If you follow my blog you’ll know that I’ve recently decided to face my fears as my anxiety reached an all time high. I was referred for counselling by the doctor in December 2017 after visiting him, sheepishly, to ‘confess’ my irrational fear of the sickness bug and germs.
It’s now the night before my first session (15 March 2018) and I’ve decided to record my journey – but I won’t be publishing anything until the course is complete.
How I feel ahead of my first session. Petrified! I’m really pleased to be going and finally addressing the issue but I’m also worried that she may a) laugh at me for my ‘not very serious’ problem or b) tell me I’ve absolutely lost the plot and refer me to a doctor. Truth be told, since ‘the horror week’ at the end of January I’ve been pretty miserable. I’ve been worrying that I’m always going to feel this way now as I’ve felt it before and I’m stuck in a bit of a rut with it. I don’t know how many times I’ve done the ‘depression checklist’ to see if I’m depressed rather than anxious. But this has only happened since ‘horror week’ so I’m convinced my sparkles there, I just need to wipe away a bit of the dust!

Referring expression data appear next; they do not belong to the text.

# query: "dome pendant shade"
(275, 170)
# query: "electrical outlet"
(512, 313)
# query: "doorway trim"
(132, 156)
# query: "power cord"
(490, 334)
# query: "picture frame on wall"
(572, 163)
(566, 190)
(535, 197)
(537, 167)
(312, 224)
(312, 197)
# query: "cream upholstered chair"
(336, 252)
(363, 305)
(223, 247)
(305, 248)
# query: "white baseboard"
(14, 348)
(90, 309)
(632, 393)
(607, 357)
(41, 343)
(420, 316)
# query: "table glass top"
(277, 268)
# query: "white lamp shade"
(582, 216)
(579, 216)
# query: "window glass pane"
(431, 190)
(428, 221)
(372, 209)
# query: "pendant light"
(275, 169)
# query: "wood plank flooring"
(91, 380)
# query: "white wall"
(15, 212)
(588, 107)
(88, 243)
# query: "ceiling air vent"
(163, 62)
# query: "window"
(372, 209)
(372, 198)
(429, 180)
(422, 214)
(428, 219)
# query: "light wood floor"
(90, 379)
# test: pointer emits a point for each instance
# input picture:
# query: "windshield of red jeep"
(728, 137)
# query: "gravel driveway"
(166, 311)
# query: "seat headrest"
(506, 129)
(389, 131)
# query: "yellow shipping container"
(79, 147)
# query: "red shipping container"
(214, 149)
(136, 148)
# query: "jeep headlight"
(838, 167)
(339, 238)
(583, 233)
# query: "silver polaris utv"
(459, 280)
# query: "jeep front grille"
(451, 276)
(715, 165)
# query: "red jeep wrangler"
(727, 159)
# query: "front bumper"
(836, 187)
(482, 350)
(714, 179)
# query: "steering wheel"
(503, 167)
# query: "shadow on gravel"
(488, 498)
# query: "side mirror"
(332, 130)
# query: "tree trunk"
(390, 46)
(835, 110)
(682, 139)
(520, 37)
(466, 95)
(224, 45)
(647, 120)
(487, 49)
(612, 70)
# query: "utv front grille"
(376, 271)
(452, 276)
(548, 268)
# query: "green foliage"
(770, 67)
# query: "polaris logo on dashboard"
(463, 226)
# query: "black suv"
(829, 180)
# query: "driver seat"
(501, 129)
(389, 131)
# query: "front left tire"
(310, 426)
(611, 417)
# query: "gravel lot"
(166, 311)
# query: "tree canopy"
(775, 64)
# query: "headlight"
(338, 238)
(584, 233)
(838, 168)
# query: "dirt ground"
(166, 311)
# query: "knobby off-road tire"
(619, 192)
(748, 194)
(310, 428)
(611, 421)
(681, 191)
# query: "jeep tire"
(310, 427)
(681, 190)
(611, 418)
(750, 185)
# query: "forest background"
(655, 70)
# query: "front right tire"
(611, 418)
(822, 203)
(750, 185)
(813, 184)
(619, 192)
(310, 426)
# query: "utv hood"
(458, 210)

The start of my counselling journey…

Session One. My counsellor, Rebecca, met me just as I was holding my jumper sleeve over my fingers whilst electronically checking in at the reception (seriously the one place you’d not want to catch an array of germs in). She told me this was my introductory session and I would be there for six in total, she went through the formalities of bits and bobs – it was about three minutes in when I started crying. A mixture of relief, overwhelming-ness at expressing ‘silly fears’ and fear itself. She was exactly how I imagined a counsellor/therapist would be – but more ‘normal’. I explained how I felt, how I’d been feeling and she listened and took it all in – she said how brave it was to attend the session and that she can see how upset this experience is making me. I left after 50 minutes feeling ‘good’ and looking forward to the next weeks – honestly, I wish I could just do a weeks crash course!

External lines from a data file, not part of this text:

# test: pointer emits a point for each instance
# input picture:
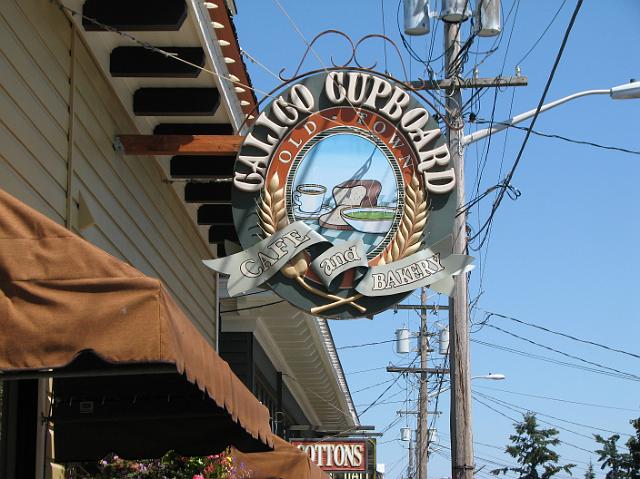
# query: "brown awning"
(284, 462)
(131, 372)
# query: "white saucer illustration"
(373, 219)
(306, 215)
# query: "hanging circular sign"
(342, 198)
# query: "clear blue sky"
(562, 256)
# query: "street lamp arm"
(502, 125)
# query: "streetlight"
(461, 434)
(626, 91)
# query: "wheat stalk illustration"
(408, 238)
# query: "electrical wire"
(517, 420)
(551, 360)
(549, 348)
(564, 138)
(363, 345)
(386, 390)
(604, 406)
(512, 171)
(558, 333)
(538, 413)
(535, 44)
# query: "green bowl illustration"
(371, 219)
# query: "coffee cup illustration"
(309, 197)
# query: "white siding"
(139, 217)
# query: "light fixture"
(627, 91)
(455, 11)
(416, 17)
(486, 18)
(402, 340)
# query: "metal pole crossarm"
(432, 307)
(415, 413)
(461, 83)
(399, 369)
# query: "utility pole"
(462, 462)
(423, 424)
(412, 457)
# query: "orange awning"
(284, 462)
(131, 372)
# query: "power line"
(564, 138)
(354, 346)
(502, 401)
(509, 176)
(517, 420)
(558, 333)
(604, 406)
(386, 390)
(372, 386)
(551, 360)
(549, 348)
(535, 44)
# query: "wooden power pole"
(423, 401)
(462, 463)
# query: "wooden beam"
(212, 145)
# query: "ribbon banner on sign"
(433, 266)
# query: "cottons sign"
(336, 456)
(343, 198)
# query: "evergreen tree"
(620, 465)
(531, 447)
(611, 457)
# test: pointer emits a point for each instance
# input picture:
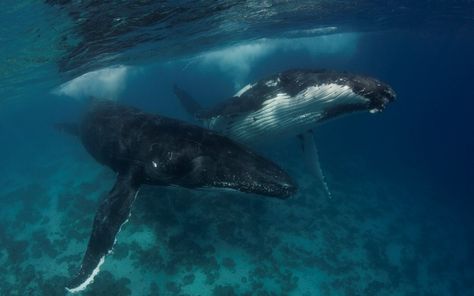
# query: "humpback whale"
(291, 103)
(146, 149)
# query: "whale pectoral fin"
(312, 159)
(113, 212)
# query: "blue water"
(400, 221)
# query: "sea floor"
(373, 238)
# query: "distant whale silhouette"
(291, 103)
(149, 149)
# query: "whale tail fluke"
(189, 104)
(312, 160)
(68, 127)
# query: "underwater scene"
(237, 148)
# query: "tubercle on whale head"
(380, 97)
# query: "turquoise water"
(400, 221)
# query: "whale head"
(378, 94)
(329, 94)
(213, 161)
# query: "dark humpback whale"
(291, 103)
(149, 149)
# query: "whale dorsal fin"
(68, 127)
(112, 213)
(312, 159)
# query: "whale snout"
(251, 173)
(280, 186)
(380, 97)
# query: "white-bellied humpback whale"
(291, 103)
(149, 149)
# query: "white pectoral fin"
(312, 159)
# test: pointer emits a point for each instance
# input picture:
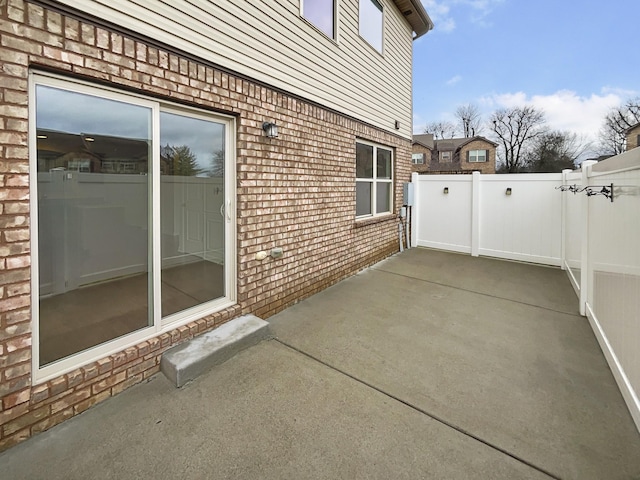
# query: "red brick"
(25, 420)
(108, 382)
(91, 401)
(16, 398)
(70, 400)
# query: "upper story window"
(477, 156)
(372, 23)
(322, 13)
(374, 179)
(417, 158)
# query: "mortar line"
(420, 410)
(477, 293)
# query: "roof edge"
(416, 15)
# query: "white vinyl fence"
(513, 216)
(568, 220)
(609, 270)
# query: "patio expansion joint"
(419, 410)
(440, 284)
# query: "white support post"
(415, 209)
(584, 237)
(475, 213)
(563, 223)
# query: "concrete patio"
(427, 365)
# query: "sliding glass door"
(131, 221)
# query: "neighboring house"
(454, 155)
(150, 151)
(633, 136)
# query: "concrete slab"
(529, 380)
(398, 372)
(541, 286)
(268, 413)
(190, 359)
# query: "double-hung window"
(374, 179)
(477, 156)
(417, 158)
(371, 23)
(132, 229)
(322, 14)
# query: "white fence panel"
(442, 218)
(478, 215)
(572, 220)
(613, 270)
(521, 217)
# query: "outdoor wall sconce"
(271, 129)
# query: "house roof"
(424, 139)
(416, 15)
(448, 144)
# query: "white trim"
(159, 325)
(336, 17)
(628, 393)
(374, 180)
(572, 278)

Session Two. So I had a good start to this week – my colleague told me he was feeling ‘a bit sick’ but put it down to something he ate, I didn’t go into a complete meltdown and just got on with my day, Sofia told me she had tummy ache and was crying in pain just before bed – not wanting her to sense my instant worry I told her she was OK and she could come downstairs for abit longer – miraculously three minutes later she was fine [looking back, I think she was blagging me to get a late night]. Tuesday night we had a big networking event at work and one of our guests left quite suddenly, on Wednesday she called me to apologise that she had to dash off early as her son was vomiting and unwell at home – my anxiety set in immediately. I picked Arlo up from nursery and he didn’t look right, had eaten ‘little’ of his tea and fell asleep with over an ounce of milk left. That was it. The tears, the irritability and the worry set in and there was absolutely no reasoning. Thursday he woke up teething and full of cold – so a logical reason for both ‘triggers’ of the night before, but I couldn’t shake the worried feeling all day.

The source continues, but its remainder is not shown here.